Metadata-Version: 2.1
Name: ScryDatasets
Version: 0.1.0
Summary: A Python library to download datasets created with Scry.
Home-page: https://github.com/sc-govsin/ScryDatasets
Author: Govind Singh
Author-email: govind.singh@scryai.com
Classifier: Programming Language :: Python :: 3
Classifier: Operating System :: OS Independent
Requires-Python: >=3.7
Description-Content-Type: text/markdown
Requires-Dist: PyYAML ==6.0.1
Requires-Dist: pyOpenSSL ==23.3.0
Requires-Dist: pymongo ==3.12.0
Requires-Dist: oci ==2.115.1
Requires-Dist: pandas ==2.2.3
Requires-Dist: tqdm ==4.67.1

# ScryDatasets
## Overview
`ScryDatasets` is a Python library that allows users to easily manage datasets created on the IoT-Sense platform. Users can download datasets they have created, list available datasets, and delete user-uploaded files.

## Installation

To install ScryDatasets, clone the repository and install the dependencies:

```bash
git clone <repository-url>
cd scry_dataset
pip install -r requirements.txt
```
or 
```
pip install git+https://github.com/sc-govsin/ScryDatasets.git@v1.0.3
```
## Configuration

ScryDatasets can be configured using a YAML file. The library will look for the configuration file in the following locations, in order:

1. `~/.datasetmanager/config.yaml` (User's home directory)
2. `/etc/datasetmanager/config.yaml` (System-wide configuration)
3. `config.yaml` (Current working directory)

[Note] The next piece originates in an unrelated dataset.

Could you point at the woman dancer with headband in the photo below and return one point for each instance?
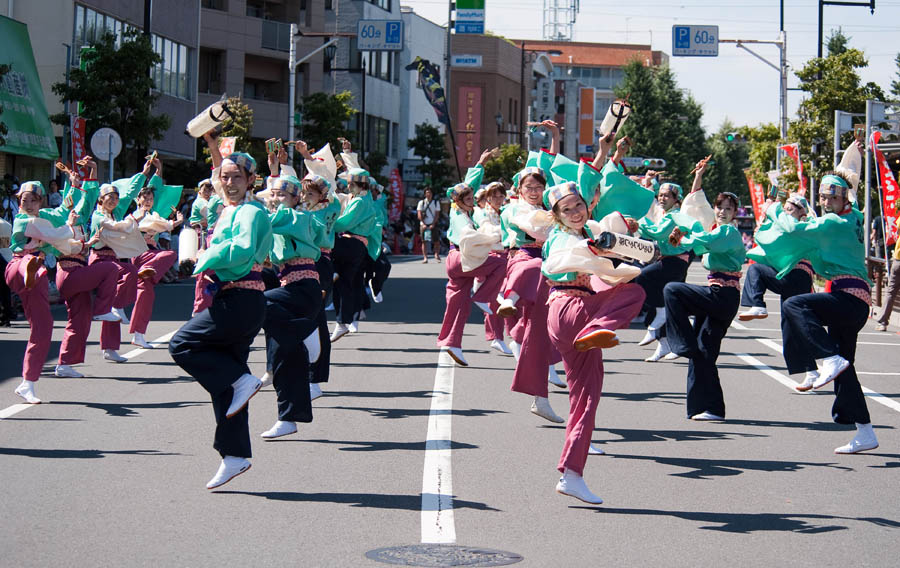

You can specify settings such as the default workspace, API keys, and other preferences in this configuration file.

### Sample Configuration

```yaml
storage:
    type: oci
    bucket: ScryDatasets

mongodb:
    database: llm_test_db
    uri: ""
    pem: "/mongo.pem"
    ca: "/rootCA.crt"
oci:
  user: 
  fingerprint: 
  key_file: key.pem
  tenancy: 
  region: 
```

## Example Usage

### Downloading Datasets Created on IoT-Sense Platform
```python
import pandas as pd
from ScryDatasets.dataset_manager import DatasetManager

# Initialize DatasetManager
manager = DatasetManager()

# Download the dataset created from the IoT-platform
# Replace 'Dataset_ABC_28-02-2025T10_55_31' with the actual dataset name

df = manager.download('Dataset_ABC_28-02-2025T10_55_31')
if df is not None:
    print(df.head())
else:
    print("Dataset not found or could not be downloaded.")
```

### Additional Features

#### Uploading a Dataset (Deprecated)
```python
# Create a sample DataFrame
data = {
    'column1': [1, 2, 3],
    'column2': ['a', 'b', 'c']
}
df = pd.DataFrame(data)

# Save the dataset to a CSV file
csv_path = 'sample_dataset.csv'
df.to_csv(csv_path, index=False)

# Upload the dataset
manager = DatasetManager()
dataset_info = manager.upload(csv_path, name='sample_dataset', description='Sample dataset', tags=['sample'])
```

#### Listing All Datasets
```python
datasets = manager.list_datasets()
for ds in datasets:
    print(ds)
```

#### Downloading User-Uploaded Datasets (Deprecated)
```python
df = manager.download_user_uploaded_data('sample_dataset')
```

#### Deleting a Dataset
```python
# Only user-uploaded datasets can be deleted
manager.delete('sample_dataset')
```

## Notes
- **Dataset downloads from the IoT-Sense platform**: Ensure you use the correct dataset name.
- **Deprecation Notice**: The `upload()` and `download_user_uploaded_data()` methods are deprecated.
- **Deletion**: You can only delete datasets that you have uploaded.